Basic Spatial Hashing with Boost

So let’s say you’ve got some particles in 2-dimensional space.

There they are. Now let’s say you want any two particles which are very close to each other to interact. You need to know which pairs are close enough. You could take all possible pairs of particles, calculate their distances, and compare those to the minimum distance d. That’s fine if you have 10 particles, but if you have 5,000 that’s going to add up to over 12,000,000 pairs. That’s too many pairs.

That complexity can be alleviated if for each particle P we can efficiently find a subset of all particles which includes all those within d of P and which includes as few as possible which aren’t within d. Then we can calculate the distances from P to the few particles in this subset and determine which ones are actually within distance d.

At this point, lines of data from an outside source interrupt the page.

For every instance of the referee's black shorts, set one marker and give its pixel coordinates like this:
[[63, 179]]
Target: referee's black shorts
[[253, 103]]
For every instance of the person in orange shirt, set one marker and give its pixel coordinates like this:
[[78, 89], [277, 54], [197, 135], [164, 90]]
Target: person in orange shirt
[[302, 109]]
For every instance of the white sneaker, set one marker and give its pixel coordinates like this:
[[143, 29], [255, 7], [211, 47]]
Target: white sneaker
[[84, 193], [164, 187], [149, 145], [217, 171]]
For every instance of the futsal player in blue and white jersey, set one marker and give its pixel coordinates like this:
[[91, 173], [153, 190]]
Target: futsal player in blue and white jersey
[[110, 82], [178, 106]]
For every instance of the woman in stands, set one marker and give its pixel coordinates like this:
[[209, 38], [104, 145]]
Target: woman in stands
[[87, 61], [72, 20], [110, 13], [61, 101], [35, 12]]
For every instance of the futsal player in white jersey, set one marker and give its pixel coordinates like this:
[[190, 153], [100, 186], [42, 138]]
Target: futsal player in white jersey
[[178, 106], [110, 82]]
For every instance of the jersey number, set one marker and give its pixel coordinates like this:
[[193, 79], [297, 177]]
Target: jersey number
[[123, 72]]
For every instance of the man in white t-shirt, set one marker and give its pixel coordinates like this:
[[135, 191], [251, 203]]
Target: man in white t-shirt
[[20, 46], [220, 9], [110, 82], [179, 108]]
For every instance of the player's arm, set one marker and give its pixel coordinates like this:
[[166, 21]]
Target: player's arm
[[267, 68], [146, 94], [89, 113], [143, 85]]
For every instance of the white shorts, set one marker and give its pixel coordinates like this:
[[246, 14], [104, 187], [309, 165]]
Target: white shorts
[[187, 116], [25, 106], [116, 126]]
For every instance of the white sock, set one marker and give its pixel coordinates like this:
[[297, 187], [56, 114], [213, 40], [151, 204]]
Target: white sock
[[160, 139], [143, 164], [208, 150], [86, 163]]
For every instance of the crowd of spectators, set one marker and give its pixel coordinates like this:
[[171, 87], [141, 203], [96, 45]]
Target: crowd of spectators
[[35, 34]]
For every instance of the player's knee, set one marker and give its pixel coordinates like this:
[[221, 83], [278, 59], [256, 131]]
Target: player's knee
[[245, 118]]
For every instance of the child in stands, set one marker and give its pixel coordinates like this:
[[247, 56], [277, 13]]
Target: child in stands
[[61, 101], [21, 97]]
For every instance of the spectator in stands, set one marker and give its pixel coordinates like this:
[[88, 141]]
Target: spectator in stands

Enter: spatial hashing. I’ll show how boost::unordered_multimap can be used to do this.

The unordered_multimap is a key-value storage where multiple values are allowed to have the same key. Under the hood of this object is a hash table. This means that the type used for keys must have an equality operator and a hash function yielding an unsigned integer which is “very likely” to be unique.

Since each key in the multimap is ultimately reduced to a single integer, and what we’re trying to do is look up particles based on their positions, creating a hash function amounts to defining a mapping from continuous 2D space into discrete 1D space. A fine way to do this is to break down the continuous space by a grid and then combine the discrete grid coordinates into a single value with a generic hash function.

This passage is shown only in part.